Jealous
I haven't been myself lately.
I feel lonely.
I feel jealous.
I have 2 Friends where I live and a couple of acquaintances. There's a problem though. They're not close friends by all means. They are not my Best Friends. That's what I miss. I look on Myspace and see all of my former best friends living in the same Town. They're all Military, so they got lucky where they got stationed. They Post pictures online and I look at them and wanna cry. I wish I had that kind of Bond with someone. The only best friend I have is my Husband. I love my Husband but it's not the same. As a woman you need someone other than your Husband sometimes. Never mind the Fact that my husband is gone or work a lot. So, life is lonely and filled with jealousy and anger. I admit it, I am depressed. Life feels stuck in a rut and I don't know what kind of rut. I want something to change but don't know how to change it. I am truly stuck. It sucks. It sucks big time. I don't know how to stop that feeling. That thing inside you telling you nobody cares for you. That's how it feels. Like you're all alone in this damn World. I don't like this feeling. Nope, not at all.






2 Talk to Me:
I have been where you are now. My husband and I have moved several times and it can be very lonely. While he has his job and work to keep him busy and help him adapt to his new surroundings, we have to learn our way and find new friends. Not easy as an adult.
It took me a very long time, but I will share with you what helped me the most.
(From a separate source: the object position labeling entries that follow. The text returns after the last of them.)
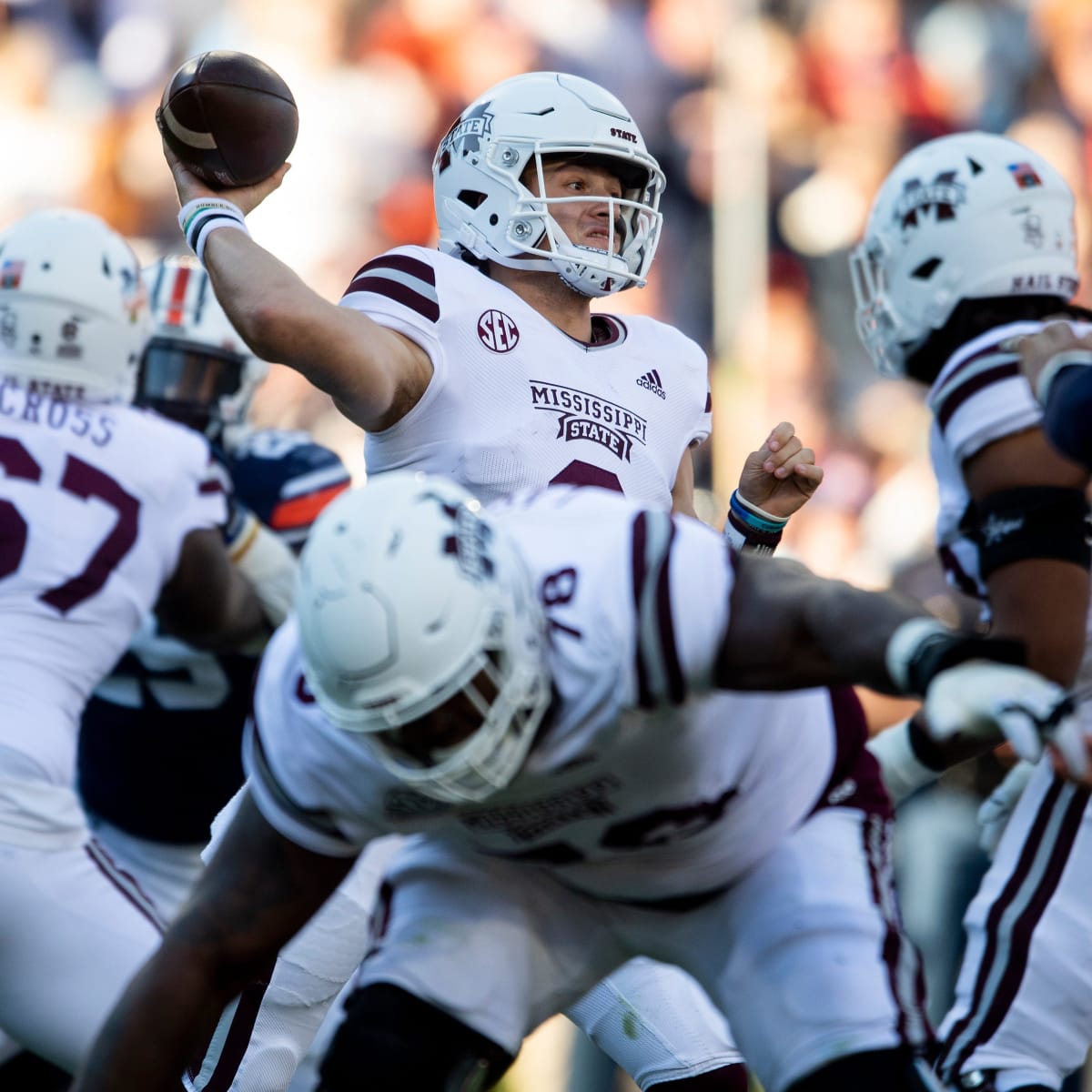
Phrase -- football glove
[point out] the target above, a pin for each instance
(983, 699)
(996, 808)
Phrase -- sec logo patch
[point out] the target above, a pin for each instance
(498, 332)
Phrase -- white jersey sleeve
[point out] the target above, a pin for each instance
(94, 505)
(516, 403)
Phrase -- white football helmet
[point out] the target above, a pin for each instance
(74, 311)
(196, 369)
(410, 600)
(481, 206)
(966, 217)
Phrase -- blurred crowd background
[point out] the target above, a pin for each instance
(774, 121)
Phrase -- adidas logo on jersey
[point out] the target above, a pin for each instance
(651, 382)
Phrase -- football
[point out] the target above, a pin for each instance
(228, 117)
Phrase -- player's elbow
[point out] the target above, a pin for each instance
(207, 602)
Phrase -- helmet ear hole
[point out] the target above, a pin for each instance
(926, 268)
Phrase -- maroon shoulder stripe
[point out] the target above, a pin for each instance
(1006, 369)
(405, 279)
(1013, 920)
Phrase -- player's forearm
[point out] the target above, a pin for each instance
(790, 628)
(150, 1036)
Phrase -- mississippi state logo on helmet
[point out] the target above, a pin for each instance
(484, 207)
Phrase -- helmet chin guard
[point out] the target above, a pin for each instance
(484, 207)
(196, 369)
(966, 217)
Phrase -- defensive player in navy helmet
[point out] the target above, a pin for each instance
(159, 740)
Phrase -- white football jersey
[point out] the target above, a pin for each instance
(96, 501)
(516, 403)
(980, 397)
(639, 789)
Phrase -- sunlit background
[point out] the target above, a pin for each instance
(774, 124)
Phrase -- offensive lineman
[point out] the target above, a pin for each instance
(161, 737)
(520, 687)
(484, 360)
(970, 245)
(106, 513)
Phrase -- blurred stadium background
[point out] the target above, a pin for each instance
(774, 123)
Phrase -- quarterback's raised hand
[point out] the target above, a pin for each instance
(980, 699)
(782, 475)
(247, 197)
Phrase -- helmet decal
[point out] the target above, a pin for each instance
(966, 217)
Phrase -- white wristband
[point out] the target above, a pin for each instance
(201, 217)
(1059, 360)
(904, 773)
(902, 645)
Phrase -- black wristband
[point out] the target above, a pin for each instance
(940, 651)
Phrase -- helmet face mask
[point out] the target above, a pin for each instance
(966, 217)
(420, 632)
(500, 142)
(196, 369)
(74, 310)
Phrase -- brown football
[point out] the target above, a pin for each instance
(228, 117)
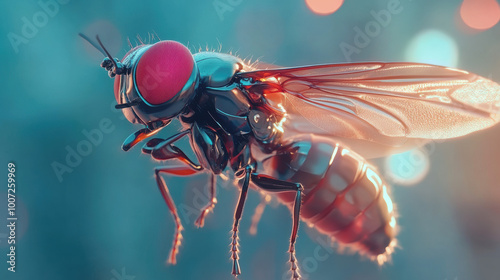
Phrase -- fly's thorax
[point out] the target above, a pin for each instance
(217, 69)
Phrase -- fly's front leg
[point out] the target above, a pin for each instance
(237, 215)
(162, 150)
(274, 185)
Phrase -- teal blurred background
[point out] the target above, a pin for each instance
(105, 219)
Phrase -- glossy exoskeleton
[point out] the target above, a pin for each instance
(285, 131)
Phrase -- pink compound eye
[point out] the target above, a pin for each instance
(162, 71)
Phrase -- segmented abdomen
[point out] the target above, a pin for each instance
(344, 198)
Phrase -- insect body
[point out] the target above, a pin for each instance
(285, 131)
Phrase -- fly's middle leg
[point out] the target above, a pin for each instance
(275, 185)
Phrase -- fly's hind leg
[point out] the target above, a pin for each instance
(274, 185)
(257, 214)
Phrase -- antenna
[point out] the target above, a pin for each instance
(119, 68)
(92, 43)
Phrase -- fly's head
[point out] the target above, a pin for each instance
(153, 83)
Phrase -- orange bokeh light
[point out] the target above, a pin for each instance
(480, 14)
(324, 7)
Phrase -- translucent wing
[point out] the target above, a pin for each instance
(378, 107)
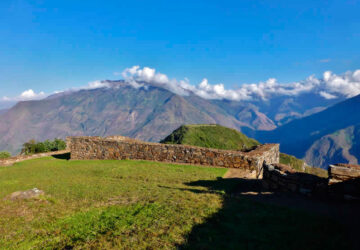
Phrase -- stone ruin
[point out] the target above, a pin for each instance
(119, 147)
(262, 161)
(343, 181)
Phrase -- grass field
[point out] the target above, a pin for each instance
(146, 205)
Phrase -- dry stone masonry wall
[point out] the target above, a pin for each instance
(117, 147)
(343, 181)
(284, 178)
(12, 160)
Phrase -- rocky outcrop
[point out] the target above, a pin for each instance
(125, 148)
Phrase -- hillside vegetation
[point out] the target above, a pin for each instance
(210, 136)
(146, 205)
(301, 166)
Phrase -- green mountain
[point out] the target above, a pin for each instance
(328, 137)
(148, 114)
(340, 146)
(210, 136)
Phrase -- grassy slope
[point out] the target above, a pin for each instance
(138, 204)
(210, 136)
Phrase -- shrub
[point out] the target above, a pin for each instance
(4, 155)
(33, 147)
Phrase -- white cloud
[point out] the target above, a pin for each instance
(97, 85)
(25, 96)
(331, 86)
(327, 95)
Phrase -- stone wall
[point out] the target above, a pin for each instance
(284, 178)
(10, 161)
(125, 148)
(343, 181)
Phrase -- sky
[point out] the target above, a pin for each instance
(48, 46)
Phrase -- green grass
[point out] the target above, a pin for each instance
(300, 165)
(146, 205)
(210, 136)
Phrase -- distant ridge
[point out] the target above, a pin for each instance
(324, 138)
(210, 136)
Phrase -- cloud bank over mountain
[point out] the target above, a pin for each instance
(330, 86)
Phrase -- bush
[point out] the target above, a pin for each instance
(33, 147)
(4, 155)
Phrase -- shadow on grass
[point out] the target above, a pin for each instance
(243, 223)
(65, 156)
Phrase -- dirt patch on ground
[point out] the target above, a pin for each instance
(345, 212)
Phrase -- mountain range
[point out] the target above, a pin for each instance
(329, 136)
(304, 124)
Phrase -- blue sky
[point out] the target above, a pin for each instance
(55, 45)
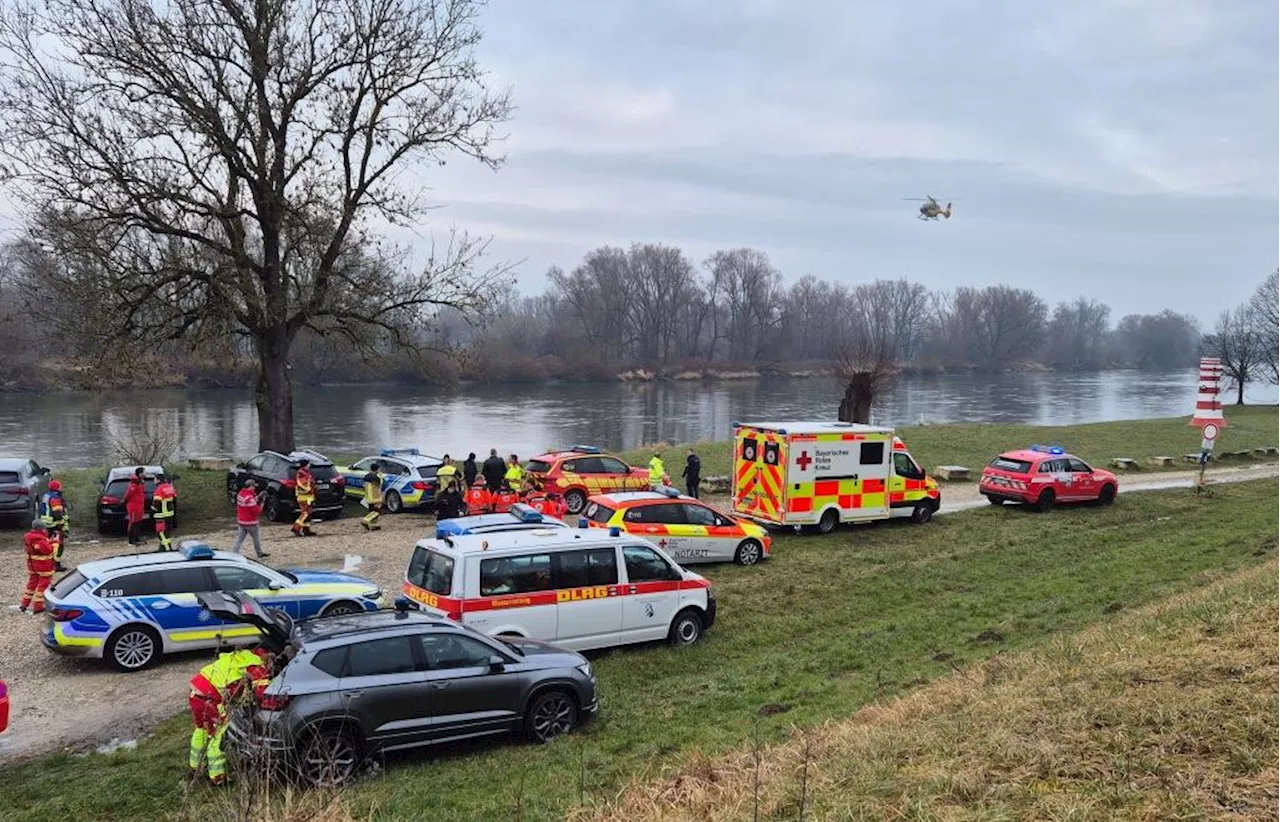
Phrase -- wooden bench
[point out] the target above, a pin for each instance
(952, 473)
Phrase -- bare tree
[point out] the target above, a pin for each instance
(1239, 345)
(232, 161)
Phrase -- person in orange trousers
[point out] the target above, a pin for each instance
(40, 567)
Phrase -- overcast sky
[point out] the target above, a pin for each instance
(1127, 150)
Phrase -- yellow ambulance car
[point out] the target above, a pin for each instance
(818, 475)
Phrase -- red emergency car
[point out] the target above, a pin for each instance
(1045, 475)
(583, 471)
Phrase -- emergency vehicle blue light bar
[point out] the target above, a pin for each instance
(196, 551)
(525, 514)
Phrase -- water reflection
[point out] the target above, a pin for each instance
(76, 428)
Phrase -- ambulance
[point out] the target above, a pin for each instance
(817, 475)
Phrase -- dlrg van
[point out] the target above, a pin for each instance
(577, 588)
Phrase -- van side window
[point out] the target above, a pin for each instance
(516, 575)
(644, 565)
(581, 569)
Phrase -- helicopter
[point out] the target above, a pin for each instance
(931, 210)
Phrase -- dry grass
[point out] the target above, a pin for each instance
(1170, 713)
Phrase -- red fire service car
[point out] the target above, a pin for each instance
(581, 471)
(1043, 475)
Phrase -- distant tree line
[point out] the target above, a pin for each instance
(650, 306)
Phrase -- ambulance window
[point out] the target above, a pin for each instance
(644, 565)
(516, 575)
(579, 569)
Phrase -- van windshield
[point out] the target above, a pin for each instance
(432, 571)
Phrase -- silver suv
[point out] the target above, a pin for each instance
(359, 685)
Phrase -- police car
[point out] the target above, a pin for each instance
(686, 529)
(131, 610)
(410, 478)
(519, 517)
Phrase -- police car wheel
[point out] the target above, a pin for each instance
(686, 628)
(748, 552)
(133, 648)
(575, 501)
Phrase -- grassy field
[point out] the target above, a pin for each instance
(1165, 715)
(974, 446)
(826, 628)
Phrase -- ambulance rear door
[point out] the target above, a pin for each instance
(759, 474)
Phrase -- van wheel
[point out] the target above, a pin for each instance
(575, 501)
(923, 512)
(552, 713)
(749, 552)
(686, 628)
(133, 648)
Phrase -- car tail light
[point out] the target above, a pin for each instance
(273, 702)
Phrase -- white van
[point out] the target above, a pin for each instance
(577, 588)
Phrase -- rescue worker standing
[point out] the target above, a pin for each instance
(136, 505)
(373, 498)
(163, 510)
(53, 516)
(213, 692)
(446, 475)
(693, 473)
(493, 470)
(40, 567)
(515, 475)
(657, 473)
(305, 492)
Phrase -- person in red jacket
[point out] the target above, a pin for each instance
(136, 505)
(40, 567)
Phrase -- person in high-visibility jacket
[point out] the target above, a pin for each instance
(447, 475)
(40, 567)
(163, 507)
(373, 498)
(213, 693)
(53, 516)
(515, 476)
(305, 492)
(657, 471)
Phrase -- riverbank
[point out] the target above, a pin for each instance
(826, 628)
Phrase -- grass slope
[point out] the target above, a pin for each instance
(830, 625)
(1168, 715)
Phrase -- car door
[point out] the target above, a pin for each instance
(652, 590)
(383, 686)
(469, 697)
(718, 537)
(589, 607)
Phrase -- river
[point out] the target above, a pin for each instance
(76, 429)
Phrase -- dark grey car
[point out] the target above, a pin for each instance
(22, 482)
(365, 684)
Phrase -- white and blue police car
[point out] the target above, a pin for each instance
(519, 517)
(133, 608)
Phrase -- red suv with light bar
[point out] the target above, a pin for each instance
(1042, 476)
(583, 471)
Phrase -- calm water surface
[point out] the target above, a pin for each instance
(74, 429)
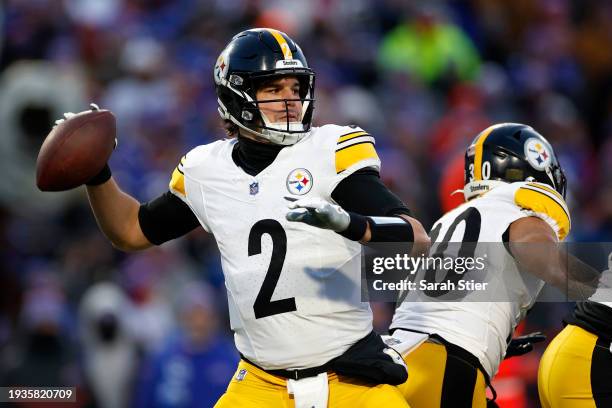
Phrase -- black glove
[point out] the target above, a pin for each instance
(523, 344)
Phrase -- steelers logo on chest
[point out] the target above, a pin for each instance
(299, 181)
(537, 154)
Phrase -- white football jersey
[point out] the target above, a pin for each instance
(483, 328)
(293, 289)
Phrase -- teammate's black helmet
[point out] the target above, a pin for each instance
(509, 152)
(254, 56)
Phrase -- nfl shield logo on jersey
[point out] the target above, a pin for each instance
(299, 181)
(254, 188)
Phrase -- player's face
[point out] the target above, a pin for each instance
(281, 89)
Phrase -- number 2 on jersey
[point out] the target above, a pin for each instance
(264, 305)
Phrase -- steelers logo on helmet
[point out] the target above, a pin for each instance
(299, 181)
(221, 67)
(537, 154)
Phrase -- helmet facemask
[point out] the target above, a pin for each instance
(287, 131)
(504, 157)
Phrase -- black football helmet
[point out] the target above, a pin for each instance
(510, 152)
(254, 56)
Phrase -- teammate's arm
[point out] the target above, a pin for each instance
(534, 245)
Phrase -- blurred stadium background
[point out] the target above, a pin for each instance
(151, 329)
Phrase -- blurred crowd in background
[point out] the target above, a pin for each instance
(424, 77)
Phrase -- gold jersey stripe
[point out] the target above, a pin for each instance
(177, 183)
(547, 188)
(478, 150)
(542, 202)
(555, 197)
(287, 54)
(352, 135)
(353, 154)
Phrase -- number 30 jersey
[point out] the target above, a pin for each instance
(484, 327)
(293, 290)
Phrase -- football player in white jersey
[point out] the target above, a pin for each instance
(514, 191)
(575, 368)
(304, 335)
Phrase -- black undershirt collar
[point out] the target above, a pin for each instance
(252, 156)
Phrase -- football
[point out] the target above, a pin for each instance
(75, 150)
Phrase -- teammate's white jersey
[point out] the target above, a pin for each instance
(293, 290)
(483, 328)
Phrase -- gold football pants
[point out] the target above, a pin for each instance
(576, 371)
(252, 387)
(438, 378)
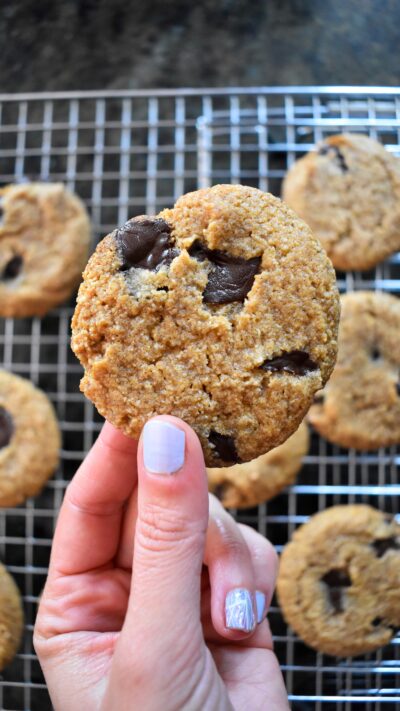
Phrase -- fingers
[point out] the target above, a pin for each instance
(88, 528)
(254, 680)
(172, 516)
(237, 558)
(232, 581)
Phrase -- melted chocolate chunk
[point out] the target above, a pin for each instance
(382, 545)
(377, 621)
(319, 399)
(224, 447)
(327, 148)
(12, 268)
(6, 427)
(295, 362)
(230, 278)
(146, 244)
(336, 579)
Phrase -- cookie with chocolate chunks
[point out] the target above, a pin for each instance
(246, 485)
(222, 310)
(44, 246)
(29, 439)
(339, 580)
(360, 405)
(348, 191)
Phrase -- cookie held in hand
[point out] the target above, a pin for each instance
(222, 311)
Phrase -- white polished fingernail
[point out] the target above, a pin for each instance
(260, 606)
(239, 612)
(163, 447)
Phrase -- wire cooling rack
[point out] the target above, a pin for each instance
(132, 152)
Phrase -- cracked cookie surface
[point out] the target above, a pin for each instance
(252, 483)
(360, 405)
(339, 579)
(348, 191)
(222, 311)
(44, 246)
(29, 439)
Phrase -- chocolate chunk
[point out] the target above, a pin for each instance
(382, 545)
(327, 148)
(230, 278)
(224, 447)
(295, 362)
(6, 427)
(146, 244)
(319, 399)
(12, 268)
(336, 579)
(377, 621)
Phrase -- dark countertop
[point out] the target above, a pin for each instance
(96, 44)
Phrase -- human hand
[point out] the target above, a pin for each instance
(133, 614)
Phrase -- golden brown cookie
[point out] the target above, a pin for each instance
(348, 191)
(339, 580)
(29, 439)
(222, 311)
(360, 405)
(11, 618)
(44, 246)
(250, 484)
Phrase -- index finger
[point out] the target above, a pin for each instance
(88, 527)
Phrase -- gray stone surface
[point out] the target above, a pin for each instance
(82, 44)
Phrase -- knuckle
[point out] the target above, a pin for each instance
(159, 529)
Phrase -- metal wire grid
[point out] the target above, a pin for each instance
(134, 152)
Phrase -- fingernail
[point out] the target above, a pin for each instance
(260, 606)
(239, 612)
(163, 447)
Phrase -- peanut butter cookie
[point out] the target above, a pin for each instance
(360, 405)
(222, 311)
(44, 246)
(339, 579)
(11, 618)
(250, 484)
(29, 439)
(348, 191)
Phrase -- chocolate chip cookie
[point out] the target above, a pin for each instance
(348, 191)
(339, 580)
(29, 439)
(44, 246)
(360, 405)
(250, 484)
(222, 310)
(11, 617)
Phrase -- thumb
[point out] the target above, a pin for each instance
(164, 604)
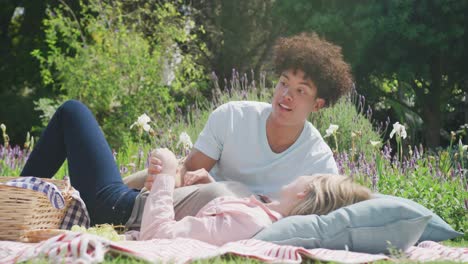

Find something that interests you and go out and learn more about it or join clubs that revolve around it. For me, it started with scrapbooking and evolved into sewing. I sign up for classes (even if they're only an hour or so here and there). It makes me feel better to be around people who share the same interest. My other suggestion is to volunteer. It can be at the library, the school, or anywhere else. It is such a feeling of accomplishment, and again, sharing an interest with other people that makes you feel good about who you are, even if you're missing your friends.
I don't have close friends, haven't for years, but I now have myself and my interests and they keep me happy.
By the way, I'm so glad you stopped lurking and decided to leave a comment! Consider me a new friend!
It's not easy being away from friends and family. We moved 400 miles away and it was so hard. Lynne is right, find something that interests you and you'll meet other people. I'm German and opinionated too and I've made friends.LOL!